|
Post by DarkKobold on Feb 7, 2020 2:37:43 GMT
So, according to Punch, the vertical tears we get during gameplay is most likely due to palette loading. This is consistent with my experiences.
He says "Do it as close after vsync() as possible" and that seems to work... except I need to come up with a function to "queue" palette loads.... unless this already exists?
Additionally, he's mentioned that >2-3 palette loads is going to cause graphical glitches, regardless. Can anyone confirm this? Or have strategies or work arounds?
|
|
touko
Punkic Cyborg
Posts: 106
|
Post by touko on Feb 7, 2020 9:53:09 GMT
Yes i confirm, all palette change must be done in vblank mainly if you do it in C,those graphical glitches was because you access to CRAM at the same time than VCE, this cause the VCE to display the wrong color . Even in ASM it's really difficul/impossible to change 2-3 palettes whithout glitches in the display area,but in the vblank it's easily doable, at least in ASM with the tia opcode .
|
|
|
Post by turboxray on Feb 8, 2020 14:38:24 GMT
So, according to Punch, the vertical tears we get during gameplay is most likely due to palette loading. This is consistent with my experiences.
He says "Do it as close after vsync() as possible" and that seems to work... except I need to come up with a function to "queue" palette loads.... unless this already exists?

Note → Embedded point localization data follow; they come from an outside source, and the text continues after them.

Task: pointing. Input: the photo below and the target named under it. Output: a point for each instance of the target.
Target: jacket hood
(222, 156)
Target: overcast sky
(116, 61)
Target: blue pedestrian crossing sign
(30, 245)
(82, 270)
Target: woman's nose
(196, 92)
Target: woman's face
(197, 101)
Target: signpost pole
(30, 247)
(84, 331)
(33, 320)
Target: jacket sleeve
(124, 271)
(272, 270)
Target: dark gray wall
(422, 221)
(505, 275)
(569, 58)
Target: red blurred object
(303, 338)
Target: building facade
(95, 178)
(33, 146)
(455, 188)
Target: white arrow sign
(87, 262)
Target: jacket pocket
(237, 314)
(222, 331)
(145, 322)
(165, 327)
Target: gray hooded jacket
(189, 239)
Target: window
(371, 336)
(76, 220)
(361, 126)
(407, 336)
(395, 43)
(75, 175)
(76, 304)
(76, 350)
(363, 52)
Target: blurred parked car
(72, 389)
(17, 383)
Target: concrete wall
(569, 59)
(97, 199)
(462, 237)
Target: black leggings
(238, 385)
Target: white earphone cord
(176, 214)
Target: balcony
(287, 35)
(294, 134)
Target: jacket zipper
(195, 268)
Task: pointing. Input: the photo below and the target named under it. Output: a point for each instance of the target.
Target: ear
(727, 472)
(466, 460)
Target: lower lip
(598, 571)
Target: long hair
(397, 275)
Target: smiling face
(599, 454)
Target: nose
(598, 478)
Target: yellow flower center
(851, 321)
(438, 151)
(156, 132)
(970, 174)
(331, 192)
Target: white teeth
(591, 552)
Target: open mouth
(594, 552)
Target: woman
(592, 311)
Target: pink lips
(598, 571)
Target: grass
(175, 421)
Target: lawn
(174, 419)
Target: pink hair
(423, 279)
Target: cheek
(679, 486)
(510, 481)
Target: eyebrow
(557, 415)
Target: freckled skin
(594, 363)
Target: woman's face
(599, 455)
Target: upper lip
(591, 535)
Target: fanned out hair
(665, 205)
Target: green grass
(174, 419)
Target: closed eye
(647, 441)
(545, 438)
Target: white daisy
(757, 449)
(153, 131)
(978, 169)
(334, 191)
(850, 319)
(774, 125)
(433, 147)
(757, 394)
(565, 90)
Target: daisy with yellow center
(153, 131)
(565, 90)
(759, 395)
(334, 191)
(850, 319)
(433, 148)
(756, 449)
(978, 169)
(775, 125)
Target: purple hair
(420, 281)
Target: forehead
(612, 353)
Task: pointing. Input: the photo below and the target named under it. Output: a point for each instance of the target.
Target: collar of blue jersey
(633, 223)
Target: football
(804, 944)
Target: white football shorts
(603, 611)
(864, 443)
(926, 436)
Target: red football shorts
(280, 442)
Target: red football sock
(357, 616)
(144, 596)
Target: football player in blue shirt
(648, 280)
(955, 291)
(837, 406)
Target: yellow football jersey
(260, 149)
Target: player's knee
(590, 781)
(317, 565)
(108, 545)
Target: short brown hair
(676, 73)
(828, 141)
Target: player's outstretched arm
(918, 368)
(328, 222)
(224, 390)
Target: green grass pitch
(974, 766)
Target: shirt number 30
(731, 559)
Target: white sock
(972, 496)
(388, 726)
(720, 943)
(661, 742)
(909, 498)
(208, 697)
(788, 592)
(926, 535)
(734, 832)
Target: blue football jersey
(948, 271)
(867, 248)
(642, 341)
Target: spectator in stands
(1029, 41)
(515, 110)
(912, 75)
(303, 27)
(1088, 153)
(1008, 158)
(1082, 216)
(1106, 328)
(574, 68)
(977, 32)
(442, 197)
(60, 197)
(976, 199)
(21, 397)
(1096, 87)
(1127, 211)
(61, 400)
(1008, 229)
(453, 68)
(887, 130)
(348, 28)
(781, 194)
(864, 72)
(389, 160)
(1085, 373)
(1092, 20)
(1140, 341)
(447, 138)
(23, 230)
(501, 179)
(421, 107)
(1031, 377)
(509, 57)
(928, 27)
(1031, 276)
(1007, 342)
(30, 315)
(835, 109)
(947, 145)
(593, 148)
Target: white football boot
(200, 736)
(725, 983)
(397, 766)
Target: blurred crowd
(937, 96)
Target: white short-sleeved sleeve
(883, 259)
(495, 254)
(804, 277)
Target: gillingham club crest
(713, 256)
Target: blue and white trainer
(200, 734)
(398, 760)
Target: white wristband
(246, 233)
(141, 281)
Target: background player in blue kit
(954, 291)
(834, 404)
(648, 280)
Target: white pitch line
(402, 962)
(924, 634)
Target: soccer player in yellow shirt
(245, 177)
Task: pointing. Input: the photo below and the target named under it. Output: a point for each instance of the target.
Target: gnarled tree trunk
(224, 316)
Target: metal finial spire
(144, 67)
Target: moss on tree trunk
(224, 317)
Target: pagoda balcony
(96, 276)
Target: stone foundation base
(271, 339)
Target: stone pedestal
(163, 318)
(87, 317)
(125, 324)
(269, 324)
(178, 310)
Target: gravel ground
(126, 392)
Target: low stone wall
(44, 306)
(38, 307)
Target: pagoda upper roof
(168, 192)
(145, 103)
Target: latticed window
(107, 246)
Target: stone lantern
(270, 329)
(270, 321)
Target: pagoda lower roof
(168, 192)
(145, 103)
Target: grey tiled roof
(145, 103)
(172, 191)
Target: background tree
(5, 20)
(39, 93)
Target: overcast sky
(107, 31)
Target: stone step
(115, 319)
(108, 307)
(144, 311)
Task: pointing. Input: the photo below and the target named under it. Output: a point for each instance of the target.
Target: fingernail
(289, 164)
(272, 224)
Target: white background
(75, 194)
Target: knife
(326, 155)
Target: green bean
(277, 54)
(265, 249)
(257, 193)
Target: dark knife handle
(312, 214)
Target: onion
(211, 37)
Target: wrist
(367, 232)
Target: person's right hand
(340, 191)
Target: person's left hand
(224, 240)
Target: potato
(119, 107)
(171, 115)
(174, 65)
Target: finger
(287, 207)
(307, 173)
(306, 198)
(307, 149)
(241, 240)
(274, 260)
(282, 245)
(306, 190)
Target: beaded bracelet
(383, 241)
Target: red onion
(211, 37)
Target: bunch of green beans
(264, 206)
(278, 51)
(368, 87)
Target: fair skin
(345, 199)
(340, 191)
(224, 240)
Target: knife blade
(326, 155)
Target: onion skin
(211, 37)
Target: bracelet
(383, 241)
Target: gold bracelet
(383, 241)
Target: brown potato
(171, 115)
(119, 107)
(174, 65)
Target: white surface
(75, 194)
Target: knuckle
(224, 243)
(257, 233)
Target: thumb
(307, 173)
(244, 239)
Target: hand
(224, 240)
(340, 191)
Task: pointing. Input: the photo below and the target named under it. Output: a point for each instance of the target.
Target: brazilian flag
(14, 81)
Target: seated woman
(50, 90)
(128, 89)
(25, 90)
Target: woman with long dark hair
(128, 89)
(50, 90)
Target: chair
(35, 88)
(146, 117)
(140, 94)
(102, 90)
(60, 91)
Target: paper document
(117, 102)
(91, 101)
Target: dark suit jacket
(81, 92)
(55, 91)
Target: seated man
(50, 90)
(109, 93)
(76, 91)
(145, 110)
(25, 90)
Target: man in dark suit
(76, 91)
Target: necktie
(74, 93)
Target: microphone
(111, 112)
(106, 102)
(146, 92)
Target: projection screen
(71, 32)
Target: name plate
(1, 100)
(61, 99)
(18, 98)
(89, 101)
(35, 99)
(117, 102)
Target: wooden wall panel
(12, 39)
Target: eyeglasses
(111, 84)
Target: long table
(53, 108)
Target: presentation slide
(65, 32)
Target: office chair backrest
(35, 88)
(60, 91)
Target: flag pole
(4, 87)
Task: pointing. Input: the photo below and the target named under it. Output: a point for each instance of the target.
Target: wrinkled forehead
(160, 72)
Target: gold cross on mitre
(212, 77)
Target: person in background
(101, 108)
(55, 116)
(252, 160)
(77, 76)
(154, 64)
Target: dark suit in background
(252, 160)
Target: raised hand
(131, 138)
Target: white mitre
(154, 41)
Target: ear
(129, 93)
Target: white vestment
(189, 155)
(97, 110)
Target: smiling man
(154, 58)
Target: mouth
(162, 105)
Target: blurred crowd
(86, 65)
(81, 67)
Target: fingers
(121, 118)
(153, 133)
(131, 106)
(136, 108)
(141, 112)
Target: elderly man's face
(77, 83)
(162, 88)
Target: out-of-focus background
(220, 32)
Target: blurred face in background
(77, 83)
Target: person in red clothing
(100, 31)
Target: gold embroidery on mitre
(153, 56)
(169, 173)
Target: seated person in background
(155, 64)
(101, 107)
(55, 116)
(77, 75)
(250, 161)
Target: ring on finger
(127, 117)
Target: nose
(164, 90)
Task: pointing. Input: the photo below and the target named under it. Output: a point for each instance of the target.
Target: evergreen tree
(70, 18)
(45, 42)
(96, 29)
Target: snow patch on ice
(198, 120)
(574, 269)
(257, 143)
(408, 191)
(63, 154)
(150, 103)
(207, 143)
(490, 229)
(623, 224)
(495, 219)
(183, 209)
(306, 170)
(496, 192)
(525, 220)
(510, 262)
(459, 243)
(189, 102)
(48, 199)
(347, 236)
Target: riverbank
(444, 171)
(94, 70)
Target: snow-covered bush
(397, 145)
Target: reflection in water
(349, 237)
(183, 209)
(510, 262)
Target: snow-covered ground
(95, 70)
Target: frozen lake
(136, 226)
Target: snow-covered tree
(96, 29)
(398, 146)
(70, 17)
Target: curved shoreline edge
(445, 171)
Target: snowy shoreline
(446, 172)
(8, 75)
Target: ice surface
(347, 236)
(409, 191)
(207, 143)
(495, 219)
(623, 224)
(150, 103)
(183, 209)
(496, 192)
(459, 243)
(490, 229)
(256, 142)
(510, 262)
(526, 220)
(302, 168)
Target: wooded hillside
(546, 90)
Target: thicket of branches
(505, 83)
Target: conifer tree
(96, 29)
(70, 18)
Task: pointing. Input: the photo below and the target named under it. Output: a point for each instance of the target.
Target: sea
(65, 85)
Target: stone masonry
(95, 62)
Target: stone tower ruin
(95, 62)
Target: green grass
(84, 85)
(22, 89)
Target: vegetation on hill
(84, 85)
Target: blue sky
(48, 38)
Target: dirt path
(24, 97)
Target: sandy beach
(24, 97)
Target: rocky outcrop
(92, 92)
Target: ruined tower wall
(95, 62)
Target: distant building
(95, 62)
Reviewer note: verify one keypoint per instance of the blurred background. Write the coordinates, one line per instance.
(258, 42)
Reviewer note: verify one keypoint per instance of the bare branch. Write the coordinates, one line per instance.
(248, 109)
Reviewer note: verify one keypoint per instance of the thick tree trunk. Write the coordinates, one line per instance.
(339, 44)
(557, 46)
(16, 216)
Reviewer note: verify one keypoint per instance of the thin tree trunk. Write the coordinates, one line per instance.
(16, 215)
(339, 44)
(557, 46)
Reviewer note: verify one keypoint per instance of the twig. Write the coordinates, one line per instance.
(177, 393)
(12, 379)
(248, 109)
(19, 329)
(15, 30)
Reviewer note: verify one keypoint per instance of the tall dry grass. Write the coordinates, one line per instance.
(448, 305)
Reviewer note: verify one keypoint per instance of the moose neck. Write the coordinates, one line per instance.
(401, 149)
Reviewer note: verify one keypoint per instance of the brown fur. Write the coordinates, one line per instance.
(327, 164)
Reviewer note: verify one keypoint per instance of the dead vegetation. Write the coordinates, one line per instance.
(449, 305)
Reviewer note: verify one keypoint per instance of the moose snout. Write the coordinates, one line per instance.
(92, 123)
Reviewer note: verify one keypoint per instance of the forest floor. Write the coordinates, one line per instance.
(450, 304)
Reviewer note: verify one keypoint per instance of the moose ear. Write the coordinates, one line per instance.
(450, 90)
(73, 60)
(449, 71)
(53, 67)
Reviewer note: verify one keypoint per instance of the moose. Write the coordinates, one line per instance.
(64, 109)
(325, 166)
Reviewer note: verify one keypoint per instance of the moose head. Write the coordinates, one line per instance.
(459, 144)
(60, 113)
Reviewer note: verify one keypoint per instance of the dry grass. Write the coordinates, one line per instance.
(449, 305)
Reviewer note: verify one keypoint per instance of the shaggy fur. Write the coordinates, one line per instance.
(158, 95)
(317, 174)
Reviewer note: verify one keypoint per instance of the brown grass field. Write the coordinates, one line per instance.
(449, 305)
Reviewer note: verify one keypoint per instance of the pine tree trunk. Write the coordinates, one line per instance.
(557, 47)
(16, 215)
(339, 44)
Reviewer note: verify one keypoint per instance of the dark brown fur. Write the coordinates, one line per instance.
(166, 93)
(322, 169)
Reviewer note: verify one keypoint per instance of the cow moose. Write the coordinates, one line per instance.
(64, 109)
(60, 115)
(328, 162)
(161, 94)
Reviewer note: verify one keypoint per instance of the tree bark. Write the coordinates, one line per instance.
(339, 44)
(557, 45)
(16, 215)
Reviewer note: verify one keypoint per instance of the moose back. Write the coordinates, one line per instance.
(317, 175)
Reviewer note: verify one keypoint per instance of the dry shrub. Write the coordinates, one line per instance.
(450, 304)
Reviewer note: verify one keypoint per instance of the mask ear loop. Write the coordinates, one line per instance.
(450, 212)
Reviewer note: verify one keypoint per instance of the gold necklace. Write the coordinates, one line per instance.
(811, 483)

Additionally, he's mentioned that >2-3 palette loads is going to cause graphical glitches, regardless. Can anyone confirm this? Or have strategies or work arounds? Are you doing fading or just cycling through some palettes and updating them? Typical method, as mentioned, is to write these updates during vblank. Txx block move will get the job done fairly quick if you're just copying palette data. About ~730 cycles for 3 palettes (if they're not all sequential in CRAM) with Txx moves. I don't know where your palettes are stored, so probably best to copy them over to ram during active display and update them during vblank time. To give a perspective on those cycle numbers, a 224 visible display has around 38 vblank lines, which is ~17k of cpu cycles. HuC is going to eat up some of that for automated processes, but it should still be plenty of room for the update. Some games do update palette entries during hblank, and for 3 palettes that would be about 8-10 scanlines at the top of the display, but definitely not an HuC thing (too much stuff getting in the way).
|
|
|
Post by DarkKobold on Feb 8, 2020 20:25:27 GMT
So, according to Punch, the vertical tears we get during gameplay is most likely due to palette loading. This is consistent with my experiences.
He says "Do it as close after vsync() as possible" and that seems to work... except I need to come up with a function to "queue" palette loads.... unless this already exists?
Additionally, he's mentioned that >2-3 palette loads is going to cause graphical glitches, regardless. Can anyone confirm this? Or have strategies or work arounds? Are you doing fading or just cycling through some palettes and updating them? Typical method, as mentioned, is to write these updates during vblank. Txx block move will get the job done fairly quick if you're just copying palette data. About ~730 cycles for 3 palettes (if they're not all sequential in CRAM) with Txx moves. I don't know where your palettes are stored, so probably best to copy them over to ram during active display and update them during vblank time. To give a perspective on those cycle numbers, a 224 visible display has around 38 vblank lines, which is ~17k of cpu cycles. HuC is going to eat up some of that for automated processes, but it should still be plenty of room for the update. Some games do update palette entries during hblank, and for 3 palettes that would be about 8-10 scanlines at the top of the display, but definitely not an HuC thing (too much stuff getting in the way).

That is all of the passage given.